According to Brian Urlacher, generating takeaways is not second nature to the Bears defense.

"No, it's first nature," he said. "That's how we are. We don't have a choice. If we don't strip the football, if we don't score when we catch it, we get a tongue lashing, so we have to do that."


Charles Tillman returned an interception 36 yards for a TD in the Bears' 41-3 win over the Jaguars Oct. 7 in Jacksonville.
Urlacher isn't the only Bears linebacker who feels that way. Lovie Smith has emphasized takeaways to such an extent since he became head coach in 2004 that the mentality apparently has seeped into other aspects of Lance Briggs' life.

"Since Lovie has been here he's always preached this stuff, and it's ingrained," Briggs said. "I think I teach my kids how to recover fumbles and stuff like that every time they drop a bottle or a sippy cup. It's getting ridiculous."

That's a good way to describe what has transpired so far this year. The Bears are tied for the NFL lead with 17 takeaways and have become the first team in league history to score five defensive touchdowns in the first five games of a season.

"Coach Smith talks about getting the football out every day," Urlacher said. "He comes into our huddle and says, 'strip the ball, strip the ball.' If we catch it we score with it every day in practice. It's just the mentality around here. That's how he was from Day 1 when he got here.

"[Defensive coordinator] Rod [Marinelli] was the same way when he got here, and that's how we think about it. We always think about getting the football out. We don't always get it out, but we think about it all the time."

Since Smith became coach, the Bears lead the NFL with 283 takeaways.

Briggs and cornerback Charles Tillman have become the first teammates in NFL history to return interceptions for touchdowns in back-to-back games. In Jacksonville, Urlacher broke up a pass that deflected off Maurice Jones-Drew. Briggs picked it off and brought it back 36 yards for a TD.

"Of course there's a little bit of luck, but a lot of that stuff really comes just from playing hard," Briggs said. "If I'm not running to the ball when the ball is tipped in Jacksonville, there is no interception. So it's about how we play the game. If you play the game hard, there are some opportunities there.
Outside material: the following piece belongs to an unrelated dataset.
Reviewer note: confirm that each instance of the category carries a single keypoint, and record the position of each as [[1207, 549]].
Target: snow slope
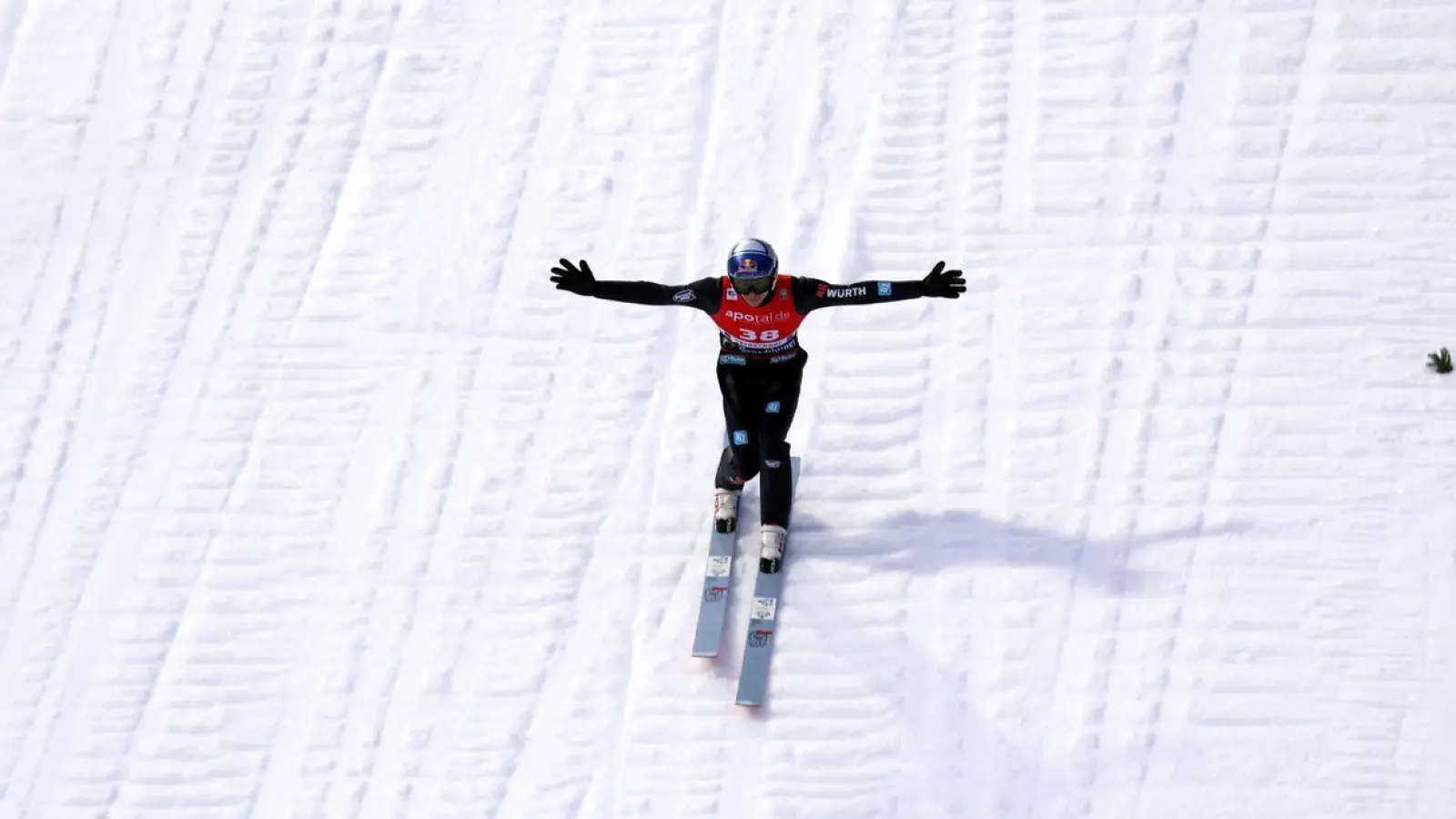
[[318, 501]]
Just don't miss the opportunities."

The Bears lead the NFL with 13 interceptions, but Briggs feels the defense could have more. Briggs dropped a sure pick in a Week 2 loss in Green Bay and there have been other near misses. The unit is taking advantage of most of its chances, however.

"In years past we've done a missed opportunity tape where if we would have caught the ones thrown to us we might have led the league in turnovers," Briggs said. "So it really is about catch the opportunities when they come, when they arise, pick the fumbles up, grab the fumbles. When the ball is thrown and you have your hands on it, catch it."
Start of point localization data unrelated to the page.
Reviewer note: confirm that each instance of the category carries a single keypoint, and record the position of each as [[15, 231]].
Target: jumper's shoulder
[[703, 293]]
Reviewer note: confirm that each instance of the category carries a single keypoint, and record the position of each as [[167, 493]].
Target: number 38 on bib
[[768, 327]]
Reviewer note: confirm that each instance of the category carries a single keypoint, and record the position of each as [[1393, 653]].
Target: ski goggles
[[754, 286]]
All five of the Bears' defensive touchdowns have come in their last three games. Briggs and Tillman have two TDs apiece, while safety Major Wright has one. During that span, the defense has allowed only two touchdowns in wins over the Rams, Jaguars and Cowboys.

"It's fun when guys score," Urlacher said. "It's an emotional thing. It gives us a boost on the sideline. In Jacksonville we were dead. We didn't play very well in the first half. We were kind of down, and then 'Peanut' scores that touchdown and everything just started. It was a snowball effect. The offense and defense started playing better."

The TDs have created a feeding frenzy among defenders, who all want to get in the end zone.

"We have a score chart for our defense with a point system, and everyone wants to get on that board," Briggs said. "Everyone wants to lead that board and break records on that board.

"When you see other guys scoring, you love it because it's us. It's the Bears scoring. But you want your opportunity and when your opportunity comes you're going to make something happen."